Jak ujawnia "Gazeta Wyborcza", pod koniec 2013 roku, Falenta, biznesmen z branży węglowej, pojawił się na przyjęciu opłatkowym, na którym spotkał się ze Stanisławem Kostrzewskim, ówczesnym skarbnikiem PiS. Falenta miał mu przekazać, że jest w posiadaniu nagrań, które kompromitują ministrów rządu Donalda Tuska.
Zlecenie sprawdzenia Falenty
Po rozmowie z biznesmenem, Kostrzewski wziął do niego namiary. Kierownictwo partii postanowiło sprawdzić Falentę, a te zadanie powierzono Ernestowi Bejdzie i Martinowi Bożkowi, którzy podczas pierwszych rządów PiS byli w CBA.

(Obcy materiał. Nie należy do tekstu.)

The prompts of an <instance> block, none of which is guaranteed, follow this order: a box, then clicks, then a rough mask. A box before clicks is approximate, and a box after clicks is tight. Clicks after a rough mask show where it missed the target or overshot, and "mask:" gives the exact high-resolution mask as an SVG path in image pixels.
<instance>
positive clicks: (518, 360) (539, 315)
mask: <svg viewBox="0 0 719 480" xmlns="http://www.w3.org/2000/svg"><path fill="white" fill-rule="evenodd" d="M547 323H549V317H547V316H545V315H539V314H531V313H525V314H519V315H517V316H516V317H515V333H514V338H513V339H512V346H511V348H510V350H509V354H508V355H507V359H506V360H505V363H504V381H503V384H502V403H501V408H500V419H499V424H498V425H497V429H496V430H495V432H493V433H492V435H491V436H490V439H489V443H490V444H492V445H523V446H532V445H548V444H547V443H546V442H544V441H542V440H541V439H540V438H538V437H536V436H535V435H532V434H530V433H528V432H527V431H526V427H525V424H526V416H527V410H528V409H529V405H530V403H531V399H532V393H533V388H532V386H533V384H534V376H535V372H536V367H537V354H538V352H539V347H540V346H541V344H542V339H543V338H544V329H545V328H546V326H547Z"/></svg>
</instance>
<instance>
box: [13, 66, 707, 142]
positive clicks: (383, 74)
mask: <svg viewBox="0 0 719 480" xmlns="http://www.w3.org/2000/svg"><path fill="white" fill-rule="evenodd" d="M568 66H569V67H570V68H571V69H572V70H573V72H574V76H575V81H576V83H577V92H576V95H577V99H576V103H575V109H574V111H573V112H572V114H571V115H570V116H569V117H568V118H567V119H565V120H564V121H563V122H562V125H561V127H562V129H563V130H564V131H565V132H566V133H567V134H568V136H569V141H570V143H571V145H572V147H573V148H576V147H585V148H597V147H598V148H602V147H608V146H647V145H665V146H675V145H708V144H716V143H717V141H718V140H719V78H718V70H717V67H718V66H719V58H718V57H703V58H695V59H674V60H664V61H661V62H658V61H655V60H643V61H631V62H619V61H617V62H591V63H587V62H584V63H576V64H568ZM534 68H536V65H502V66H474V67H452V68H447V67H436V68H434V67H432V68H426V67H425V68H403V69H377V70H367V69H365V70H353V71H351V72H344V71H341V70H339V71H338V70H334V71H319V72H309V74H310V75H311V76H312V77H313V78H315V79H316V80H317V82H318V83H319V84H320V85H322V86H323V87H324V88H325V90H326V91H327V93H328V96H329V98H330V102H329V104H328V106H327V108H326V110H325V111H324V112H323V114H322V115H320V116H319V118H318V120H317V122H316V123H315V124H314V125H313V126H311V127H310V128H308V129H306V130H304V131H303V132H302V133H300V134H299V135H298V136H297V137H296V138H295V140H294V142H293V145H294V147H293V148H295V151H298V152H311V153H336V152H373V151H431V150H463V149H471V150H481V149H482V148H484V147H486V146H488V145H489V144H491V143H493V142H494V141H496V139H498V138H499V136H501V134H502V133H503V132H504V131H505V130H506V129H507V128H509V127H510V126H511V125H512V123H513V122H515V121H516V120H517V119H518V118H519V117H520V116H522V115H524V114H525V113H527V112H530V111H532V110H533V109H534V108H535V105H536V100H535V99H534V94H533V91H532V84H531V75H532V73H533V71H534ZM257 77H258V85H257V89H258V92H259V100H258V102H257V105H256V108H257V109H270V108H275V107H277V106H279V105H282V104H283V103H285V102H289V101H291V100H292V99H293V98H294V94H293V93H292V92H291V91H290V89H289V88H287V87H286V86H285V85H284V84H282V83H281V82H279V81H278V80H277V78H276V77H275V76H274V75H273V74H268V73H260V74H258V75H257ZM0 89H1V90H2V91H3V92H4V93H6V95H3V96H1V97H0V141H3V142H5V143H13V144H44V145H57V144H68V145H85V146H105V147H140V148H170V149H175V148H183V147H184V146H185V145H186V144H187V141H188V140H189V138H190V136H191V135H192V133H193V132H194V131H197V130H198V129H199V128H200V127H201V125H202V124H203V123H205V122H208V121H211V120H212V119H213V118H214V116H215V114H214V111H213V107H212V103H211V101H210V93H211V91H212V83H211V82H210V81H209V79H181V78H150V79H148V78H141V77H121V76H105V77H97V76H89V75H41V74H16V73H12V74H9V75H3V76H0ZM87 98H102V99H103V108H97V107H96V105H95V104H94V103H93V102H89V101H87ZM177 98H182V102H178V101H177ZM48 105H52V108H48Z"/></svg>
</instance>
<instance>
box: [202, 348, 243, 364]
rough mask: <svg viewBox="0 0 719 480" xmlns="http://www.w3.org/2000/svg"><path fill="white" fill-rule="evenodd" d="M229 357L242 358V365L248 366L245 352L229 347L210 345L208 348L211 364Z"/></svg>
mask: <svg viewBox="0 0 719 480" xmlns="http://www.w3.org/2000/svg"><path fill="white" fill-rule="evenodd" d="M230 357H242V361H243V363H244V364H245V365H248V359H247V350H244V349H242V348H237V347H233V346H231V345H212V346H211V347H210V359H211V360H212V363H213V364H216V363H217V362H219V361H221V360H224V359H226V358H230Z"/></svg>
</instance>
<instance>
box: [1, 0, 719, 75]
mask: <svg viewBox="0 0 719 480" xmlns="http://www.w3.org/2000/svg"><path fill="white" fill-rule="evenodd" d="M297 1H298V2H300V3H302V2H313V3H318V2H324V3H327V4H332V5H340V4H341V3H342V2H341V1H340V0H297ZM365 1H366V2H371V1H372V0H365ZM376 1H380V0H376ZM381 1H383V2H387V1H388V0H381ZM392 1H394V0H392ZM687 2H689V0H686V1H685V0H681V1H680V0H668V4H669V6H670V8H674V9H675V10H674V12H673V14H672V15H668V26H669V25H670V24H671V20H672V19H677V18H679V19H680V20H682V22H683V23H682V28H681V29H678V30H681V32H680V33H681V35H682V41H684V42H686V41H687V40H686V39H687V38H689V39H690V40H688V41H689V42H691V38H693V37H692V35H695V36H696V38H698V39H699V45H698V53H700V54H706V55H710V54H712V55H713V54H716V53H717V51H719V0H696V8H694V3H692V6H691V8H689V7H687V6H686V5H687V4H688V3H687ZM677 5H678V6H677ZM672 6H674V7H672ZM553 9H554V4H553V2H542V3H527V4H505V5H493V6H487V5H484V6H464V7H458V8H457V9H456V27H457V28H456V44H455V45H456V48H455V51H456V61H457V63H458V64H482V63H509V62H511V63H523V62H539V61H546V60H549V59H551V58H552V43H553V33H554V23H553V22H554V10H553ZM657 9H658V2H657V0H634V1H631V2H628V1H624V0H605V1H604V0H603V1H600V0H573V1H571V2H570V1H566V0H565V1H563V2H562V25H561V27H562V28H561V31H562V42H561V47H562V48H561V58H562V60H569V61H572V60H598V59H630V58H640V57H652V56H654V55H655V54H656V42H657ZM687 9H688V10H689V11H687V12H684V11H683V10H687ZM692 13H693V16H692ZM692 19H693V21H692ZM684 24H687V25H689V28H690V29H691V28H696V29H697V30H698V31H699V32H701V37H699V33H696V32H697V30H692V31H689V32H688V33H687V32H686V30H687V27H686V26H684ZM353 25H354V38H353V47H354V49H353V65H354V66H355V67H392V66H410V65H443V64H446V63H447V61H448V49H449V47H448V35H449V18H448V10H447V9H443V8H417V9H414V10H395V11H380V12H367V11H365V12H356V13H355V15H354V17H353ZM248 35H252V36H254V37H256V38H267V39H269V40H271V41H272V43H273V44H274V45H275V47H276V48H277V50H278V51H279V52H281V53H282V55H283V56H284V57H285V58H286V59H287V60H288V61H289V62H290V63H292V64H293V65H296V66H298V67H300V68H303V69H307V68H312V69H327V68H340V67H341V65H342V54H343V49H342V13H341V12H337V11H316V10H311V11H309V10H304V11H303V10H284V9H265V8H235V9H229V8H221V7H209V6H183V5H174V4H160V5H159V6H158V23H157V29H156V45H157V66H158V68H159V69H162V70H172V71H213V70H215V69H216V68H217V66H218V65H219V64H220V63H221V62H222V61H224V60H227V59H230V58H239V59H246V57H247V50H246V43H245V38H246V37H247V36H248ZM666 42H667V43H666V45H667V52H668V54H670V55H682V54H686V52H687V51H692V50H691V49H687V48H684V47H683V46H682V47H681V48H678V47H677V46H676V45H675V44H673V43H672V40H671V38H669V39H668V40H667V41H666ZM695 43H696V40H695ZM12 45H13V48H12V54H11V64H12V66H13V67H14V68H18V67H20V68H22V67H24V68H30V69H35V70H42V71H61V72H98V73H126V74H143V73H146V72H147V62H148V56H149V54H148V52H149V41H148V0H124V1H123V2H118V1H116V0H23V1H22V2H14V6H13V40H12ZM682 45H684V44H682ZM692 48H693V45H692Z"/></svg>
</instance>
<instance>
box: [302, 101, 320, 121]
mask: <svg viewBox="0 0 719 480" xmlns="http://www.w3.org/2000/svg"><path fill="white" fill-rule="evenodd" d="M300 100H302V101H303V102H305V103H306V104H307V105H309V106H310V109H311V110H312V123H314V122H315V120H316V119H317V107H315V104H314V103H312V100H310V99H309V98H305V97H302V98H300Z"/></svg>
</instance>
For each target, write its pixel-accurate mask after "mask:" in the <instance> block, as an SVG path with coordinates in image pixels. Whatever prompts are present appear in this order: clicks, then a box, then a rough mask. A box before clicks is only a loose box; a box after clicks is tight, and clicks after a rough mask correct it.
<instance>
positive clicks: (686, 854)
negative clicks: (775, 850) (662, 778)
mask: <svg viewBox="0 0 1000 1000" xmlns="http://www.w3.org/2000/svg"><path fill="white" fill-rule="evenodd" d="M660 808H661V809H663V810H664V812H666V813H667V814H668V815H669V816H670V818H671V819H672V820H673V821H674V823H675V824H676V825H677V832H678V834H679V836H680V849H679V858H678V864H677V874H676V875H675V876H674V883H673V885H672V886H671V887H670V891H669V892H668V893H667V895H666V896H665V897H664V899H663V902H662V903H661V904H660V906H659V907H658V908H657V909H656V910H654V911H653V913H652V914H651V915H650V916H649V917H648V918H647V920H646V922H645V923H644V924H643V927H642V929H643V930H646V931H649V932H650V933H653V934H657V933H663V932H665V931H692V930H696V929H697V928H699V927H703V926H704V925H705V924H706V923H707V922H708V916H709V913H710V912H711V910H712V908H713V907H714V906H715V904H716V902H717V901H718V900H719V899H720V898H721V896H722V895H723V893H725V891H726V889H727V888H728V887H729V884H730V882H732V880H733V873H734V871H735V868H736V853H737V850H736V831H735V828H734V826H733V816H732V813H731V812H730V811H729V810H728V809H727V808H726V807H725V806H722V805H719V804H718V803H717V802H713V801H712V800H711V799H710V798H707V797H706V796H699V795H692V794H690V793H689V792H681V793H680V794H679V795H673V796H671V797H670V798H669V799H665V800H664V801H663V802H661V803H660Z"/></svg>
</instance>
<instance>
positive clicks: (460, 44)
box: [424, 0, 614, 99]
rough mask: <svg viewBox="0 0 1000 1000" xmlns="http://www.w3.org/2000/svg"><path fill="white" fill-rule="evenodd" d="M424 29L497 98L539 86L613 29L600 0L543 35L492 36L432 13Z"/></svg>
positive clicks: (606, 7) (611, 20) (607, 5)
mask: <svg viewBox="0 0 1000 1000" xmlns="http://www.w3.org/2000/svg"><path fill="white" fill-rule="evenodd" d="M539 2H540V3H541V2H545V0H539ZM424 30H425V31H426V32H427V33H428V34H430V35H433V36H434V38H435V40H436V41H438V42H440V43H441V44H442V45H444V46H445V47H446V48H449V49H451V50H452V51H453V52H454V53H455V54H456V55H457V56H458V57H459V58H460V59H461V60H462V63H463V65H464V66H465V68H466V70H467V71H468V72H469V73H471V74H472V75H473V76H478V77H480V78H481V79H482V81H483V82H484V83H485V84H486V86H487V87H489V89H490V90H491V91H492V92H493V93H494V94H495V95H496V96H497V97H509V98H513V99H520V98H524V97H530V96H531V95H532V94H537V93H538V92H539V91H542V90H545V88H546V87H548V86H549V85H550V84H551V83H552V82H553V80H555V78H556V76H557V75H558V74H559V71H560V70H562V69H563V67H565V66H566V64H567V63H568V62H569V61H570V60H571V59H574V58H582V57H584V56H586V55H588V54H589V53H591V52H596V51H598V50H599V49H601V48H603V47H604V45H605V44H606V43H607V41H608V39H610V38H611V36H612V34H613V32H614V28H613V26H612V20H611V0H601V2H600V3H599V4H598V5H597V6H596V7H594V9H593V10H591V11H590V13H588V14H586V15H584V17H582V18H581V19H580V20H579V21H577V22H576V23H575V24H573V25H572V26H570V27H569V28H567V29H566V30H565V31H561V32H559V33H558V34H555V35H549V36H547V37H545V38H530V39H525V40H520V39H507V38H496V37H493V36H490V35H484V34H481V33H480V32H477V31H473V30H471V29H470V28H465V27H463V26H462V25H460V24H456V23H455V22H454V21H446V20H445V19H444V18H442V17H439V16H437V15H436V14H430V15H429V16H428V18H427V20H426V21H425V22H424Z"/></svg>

Z kolei funkcjonariusze CBA z delegatury wrocławskiej mieli ujawnić Bejdze, że Falenta od lat jest agentem tej służby, tzw. osobowym źródłem informacji o kryptonimie "Prefekt". Po weryfikacji, służby i biznesmen zdecydowały, by pierwsze nagrania z podsłuchów opublikować na łamach "Wprost", ponieważ tygodnik nie był kojarzony z obozem prawicy. Po uwiarygodnieniu afery nagrania miał przejąć tygodnik "Do Rzeczy".
Oskarżony odmawia komentarza, Kamiński zaprzecza
Zatrzymany w 2015 roku Falenta zaprzeczał w sądzie, że miał zamiar przekazać nagrania przedstawicielom PiS. Dziś sprawy nie komentuje.
Dziennikarzom "Gazety Wyborczej" nie udało się skontaktować ze Stanisławem Kostrzewskim i Martinem Bożkiem. Informacjom dziennika zaprzeczył z kolei Mariusz Kamiński, b. szef CBA, który wtedy był wiceprezesem i posłem PiS.